Advertising Art Collection

Containing over 30,000 items, the Advertising Art Collection at the Münchner Stadtmuseum is renowned for its treasure trove of exhibits, above all from around the start of the 20th century. The collection extends from the earliest days of poster production in the 19th century through to the present day. It also boasts an impressive selection of international posters, above all from the areas of politics, art and business. Items created by well-known artists are included, as are outstanding examples of innovative design and posters documenting everyday life.

The origins of the collection trace back to the end of the 19th century when the Münchner Stadtmuseum first opened its doors. The broad spectrum of exhibits relating to the history of poster design in Munich gives the collection its unique focus. Posters bearing a close association with the city – either because their subject matter is related to Munich, they were printed in Munich, or the artists and designers came from Munich – make up some two thirds of the entire stocks and dominate the collection in terms of both quantity and quality.

The posters are complemented by around 15,000 poster stamps, newspaper and magazine ads and invitation cards, as well as labels, stickers and various other small-format commercial art items. Many of them were designed by the same artists who created the posters.

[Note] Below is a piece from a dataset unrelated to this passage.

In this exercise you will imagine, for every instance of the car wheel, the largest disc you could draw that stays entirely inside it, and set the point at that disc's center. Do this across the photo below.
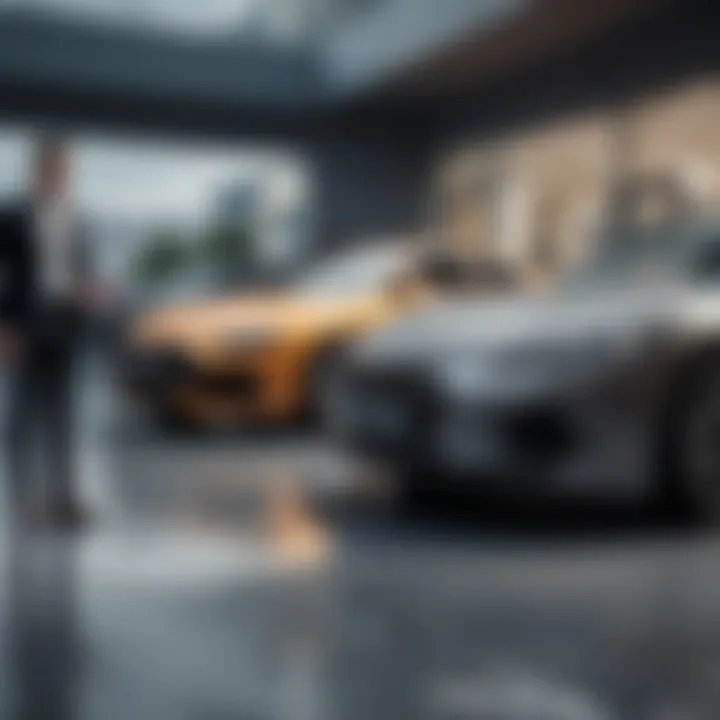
(694, 488)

Around 1900, Munich – already the capital of poster design in southern Germany – joined Berlin as one of the two main centers for poster production in Germany. Above all, the posters produced by the so-called Schwabing artists stood out from traditional designs of the era thanks to their imagination and brilliant graphics. Thomas Theodor Heine (1867-1948), one of Germany's most famous poster artists, created the aggressive red bulldog as a caricature for the satirical magazine "Simplicissimus." An icon in its own right, this dog soon became synonymous with the magazine and featured on one of Germany's first modern posters. At the start of the 20th century, artists like Heine not only helped spread the fame of Munich's poster designers; they also impressively documented Munich's reputation as an arts center.